# Have a look at my HMDT,please.



## GhostFeather (Jun 23, 2011)

Hi,
This is an HMDT from one of my spawns last summer,I am planning on breeding him this week with a sibling female.
I would like your opinions on color and form,I know he has some red in him,his split seems to be good and his lobes seem to be pretty even.
I am hoping to get a show line from him and would love opinions on him over all,be honest,I take criticism for the better of my fish!
Since this will be my first attempt at breeding for shows,I need to know what is good about him and what is bad about him.
I do have a few more pics of him,but it will not let me upload them right now,if needed,I can probably put them on latter.
Thanks
Bill


----------



## GhostFeather (Jun 23, 2011)

You can't really see his color in the pic.,he is blue.


----------



## jakesmom (May 20, 2013)

If you do breed him will you be selling his spawn? I have been looking for a HMDT for quite a while.


----------



## GhostFeather (Jun 23, 2011)

I am going to breed him,he has been in the breeding tank for 2 weeks,I will be putting the female in this weekend.
We will see how things go,but you are welcome to have your pick(s).
I would not charge anyone on the forum for the fish(would not seem right,after all we are all friends),just shipping.
I will stay in touch.
Might try to resize the pic again,this one just shows a close up of his fins.
Bill


----------



## LucidSong (Mar 21, 2013)

I know nothing about breeding bettas (or fish for that matter, my mollies seemed to procreate just fine without my help) but I do want to comment on what a pretty fish he is. Wrll from what I can see of him.


----------



## jakesmom (May 20, 2013)

Thank you so much. I am also in love with the rose tails, they are so beautiful, I know that breeding them is a debate right now but how beautiful and calming to watch.


----------



## SerenaRena (Apr 27, 2013)

dorsal fin looks pretty cool


----------



## GhostFeather (Jun 23, 2011)

Let's try this pic.
Bill


----------



## MattsBettas (Dec 18, 2012)

I really like him, overall. I am no expert on showing fish, but his fins are good. He has that "comb" look in on his dorsal, I don't know how that does in shows... Also, he has red wash on his anal fin that isn't ideal.


----------



## GhostFeather (Jun 23, 2011)

I am hoping that by breeding him,I can lose the red wash.
His finnage looks pretty good,and you can see the split is really deep,his lobes,when he gives a good flare are even,just hope I can improve on his color!
His ventrals are nice also,just has that red in them.
I will see what the spawn will bring.
I got a few real nice sibling females,along with a few more decent males from the other spawn,but he had the best split and lobes.
Bill


----------



## MattsBettas (Dec 18, 2012)

I would definatly make sure to breed him to the sibling that has he least red wash but still has good form.


----------



## Coppermoon (May 8, 2012)

MattsBettas said:


> I would definatly make sure to breed him to the sibling that has he least red wash but still has good form.

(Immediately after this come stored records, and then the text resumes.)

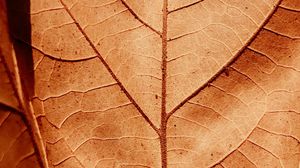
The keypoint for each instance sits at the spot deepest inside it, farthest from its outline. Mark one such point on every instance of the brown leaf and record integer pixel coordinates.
(195, 83)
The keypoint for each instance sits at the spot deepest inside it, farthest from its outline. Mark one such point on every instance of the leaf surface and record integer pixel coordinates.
(208, 83)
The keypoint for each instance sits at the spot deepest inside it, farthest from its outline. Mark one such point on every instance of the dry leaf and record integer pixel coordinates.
(127, 83)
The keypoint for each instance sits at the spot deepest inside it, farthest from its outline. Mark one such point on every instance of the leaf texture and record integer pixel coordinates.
(195, 83)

I agree here!!! IF you can find a female with "yellow" wash, that tends to help get rid of the red wash.

What I saw the judges look for is the split...the closer the the peduncle the better (is that spelled right??? sp ck isn't underlining it...lol). He is short bodied, so the female needs to be longer bodied than he. Not all of his sister's will carry the DT gene, you will need to count the dorsal rays and find one with at least 12 dorsal rays...this is NOT counting the first 2 rays...those are spines/spikes that hold the dorsal up when flared.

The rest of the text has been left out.